Our Product Pipeline

Childhood Cerebral Adrenoleukodystrophy
Product Development

Our Lenti-D product candidate has the potential to be a one-time treatment to stabilize the disease and prevent progression of childhood cerebral adrenoleukodystrophy. Our approach involves the ex vivo insertion of a functional copy of the ABCD1 gene into a patient's own hematopoietic stem cells. We are involved with an ongoing Phase 1/2 clinical program in France.

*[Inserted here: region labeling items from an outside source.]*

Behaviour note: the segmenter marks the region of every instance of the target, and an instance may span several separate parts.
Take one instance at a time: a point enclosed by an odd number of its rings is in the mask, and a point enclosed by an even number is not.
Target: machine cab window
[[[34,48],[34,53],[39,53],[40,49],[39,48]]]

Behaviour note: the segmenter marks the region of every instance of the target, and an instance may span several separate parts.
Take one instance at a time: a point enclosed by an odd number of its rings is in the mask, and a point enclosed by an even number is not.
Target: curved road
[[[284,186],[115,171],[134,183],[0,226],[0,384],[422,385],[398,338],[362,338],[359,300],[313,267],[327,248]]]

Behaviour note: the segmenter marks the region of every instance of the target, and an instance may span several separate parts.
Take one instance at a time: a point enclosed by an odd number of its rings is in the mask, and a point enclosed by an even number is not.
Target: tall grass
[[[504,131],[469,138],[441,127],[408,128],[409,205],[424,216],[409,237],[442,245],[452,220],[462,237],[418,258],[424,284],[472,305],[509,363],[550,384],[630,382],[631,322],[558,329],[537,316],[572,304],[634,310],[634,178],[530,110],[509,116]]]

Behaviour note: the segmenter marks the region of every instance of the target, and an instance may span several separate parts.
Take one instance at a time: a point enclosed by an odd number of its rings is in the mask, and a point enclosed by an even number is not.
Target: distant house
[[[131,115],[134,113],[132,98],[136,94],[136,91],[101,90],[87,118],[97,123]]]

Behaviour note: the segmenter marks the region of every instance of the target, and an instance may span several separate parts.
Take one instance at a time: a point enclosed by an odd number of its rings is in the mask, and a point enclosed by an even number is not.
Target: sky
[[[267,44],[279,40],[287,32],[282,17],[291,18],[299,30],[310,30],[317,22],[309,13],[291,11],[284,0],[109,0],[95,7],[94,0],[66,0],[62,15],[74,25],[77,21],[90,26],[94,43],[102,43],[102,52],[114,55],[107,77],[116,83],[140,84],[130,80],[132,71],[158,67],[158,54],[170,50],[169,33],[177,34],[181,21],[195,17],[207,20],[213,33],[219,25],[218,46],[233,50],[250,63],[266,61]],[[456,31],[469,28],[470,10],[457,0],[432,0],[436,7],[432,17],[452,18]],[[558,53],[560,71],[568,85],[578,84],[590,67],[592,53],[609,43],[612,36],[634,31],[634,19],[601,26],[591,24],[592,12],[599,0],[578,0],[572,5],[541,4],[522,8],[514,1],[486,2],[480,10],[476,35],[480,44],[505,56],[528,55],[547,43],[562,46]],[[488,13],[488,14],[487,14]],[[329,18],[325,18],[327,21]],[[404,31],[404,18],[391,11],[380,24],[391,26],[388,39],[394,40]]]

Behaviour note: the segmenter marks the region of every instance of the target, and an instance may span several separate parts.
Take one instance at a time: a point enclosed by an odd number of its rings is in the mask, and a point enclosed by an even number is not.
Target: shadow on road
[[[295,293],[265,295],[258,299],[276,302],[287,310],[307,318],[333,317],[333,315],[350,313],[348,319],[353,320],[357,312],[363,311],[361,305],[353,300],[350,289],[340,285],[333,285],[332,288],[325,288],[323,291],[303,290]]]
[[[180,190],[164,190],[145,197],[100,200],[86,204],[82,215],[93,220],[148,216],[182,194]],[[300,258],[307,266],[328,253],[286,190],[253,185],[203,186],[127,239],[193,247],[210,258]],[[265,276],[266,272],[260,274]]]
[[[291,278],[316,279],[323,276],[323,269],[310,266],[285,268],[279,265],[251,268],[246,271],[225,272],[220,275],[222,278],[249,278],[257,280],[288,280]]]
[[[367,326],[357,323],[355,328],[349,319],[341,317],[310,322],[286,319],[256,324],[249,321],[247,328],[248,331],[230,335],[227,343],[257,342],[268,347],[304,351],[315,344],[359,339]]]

Early promising clinical proof-of-concept results for two patients in a French study sponsored by INSERM and licensed by bluebird bio were reported in the November 2009 issue of Science. The safety and therapeutic benefits have been maintained for more than five years, and two additional patients have subsequently been treated. We are developing a next generation product, called Lenti-D. We were granted orphan drug designation for Lenti-D by both the U.S. Food and Drug Administration (FDA) and the European Medicines Agency (EMA) in 2012.

We have initiated a larger Phase 2/3 clinical study, The Starbeam Study (ALD-102), to treat childhood cerebral adrenoleukodystrophy patients at sites in the United States and Europe in 2013. Information about the U.S. study is available on ClinicalTrials.gov or Starbeamstudy.com.